Em plena era da Covid e sua hipócrita Comissão
Parlamentar de Inquérito, onde a médica imunologista Nise Yamaguchi, de origem
japonesa, foi visivelmente agredida, o tema é levantado aqui, no
momento em que se comemora, no Brasil, 80 anos da imigração nipônica. Um
balanço da sua contribuição parece bastante favorável. No Brasil, eles
recuperaram a ideia do trabalho, perdida ao longo da escravidão; trouxeram
novas técnicas agrícolas, sobretudo para o solo do cerrado, tido como infértil;
e criaram um espaço de acolhimento para brasileiros por lá (dekasseguis).

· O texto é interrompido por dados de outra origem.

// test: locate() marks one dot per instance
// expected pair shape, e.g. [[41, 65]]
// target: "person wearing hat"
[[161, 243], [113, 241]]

Ao lado da convivência com a difícil
naturalização, é preciso reconhecer a contribuição dessas comunidades
nipônicas, alemãs, italianas, polonesas, sírias, libanesas e judias, hoje totalmente
indistintas. Ajudaram a enterrar a escravidão e, de certa maneira, as
oligarquias tradicionais, modernizando o sistema produtivo, sem conseguir
derrubar totalmente esse muro invisível que, por outro lado, ajudou também
a desandar à cultura brasileira, ao provocar uma desqualificação étnica,
cultural e até, na verdade, moral.
Entre os que “chegaram de barco”, como na
Argentina, de Martinez, estavam também o ladrão italiano Gino
Meneghetti, popularizado, pela imprensa de São Paulo, como “o Bom
Ladrão”. Meneghetti abriu o caminho para as organizações criminosas
estrangeiras. No seu rastro, desembarcaram aqui mafiosos condenados como
Tomaso Buschetta, Rocco Morabito, familiares dos Corleones, o
terrorista Cesare Battisti (revolucionário!!!), o ladrão
inglês Ronald Biggs e o médico assassino nazista Josef Mengele. Ninguém abdicou
da cidadania origem. Meneghetti recebia a ajuda dos paulistas e Battisti até
pensão de governos.
É fácil ser admitido como brasileiro. É
só casar com uma brasileira e ter filhos. O jornalista norte-americano Glenn
Greenwald, o mesmo que prometeu acabar – e acabou – com a Lava Jato, fez o
mesmo. Casou-se com um brasileiro. Mas como ter filhos? Não deixará
prole. O momento dele por aqui é só este mesmo. Dificilmente será lembrado,
acho que nem no país de origem, já que se tornou um globe trotter.
O balanço dos vícios e virtudes dos
naturalizados favorece, entretanto, os imigrantes, sejam eles bolivianos,
haitianos, venezuelanos ou de qualquer outra origem. São bem vindas pessoas,
como a pesquisadora Nise Yamaguchi, o cubano do vôlei e o bósnio do futebol.
Leal tem sido decisivo nas disputas brasileiras do Liga das Nações, elevando a
auto-estima do brasileiro. Mas, jogou um ano pelo Cruzeiro, e se mandou para a
Itália. Petkovic, que de iugoslavo tornou-se sérvio, não. Ídolo do Flamengo,
entrosado na vida brasileira é um “butequeiro”. Já canta o Hino Nacional quase
sem sotaque. Chegou a ser batizado popularmente como “Rei do Rio”.
Todos esses imigrantes têm dado mais para o País que a desrespeitosa CPI da Covid. A propósito, quantas pessoas a CPI salvou? As exceções entre os estrangeiros são uma fatalidade. A imprensa? Esta prefere surfar na onda pandêmica dos seus interesses, com quase ou nenhuma relação com o interesse público.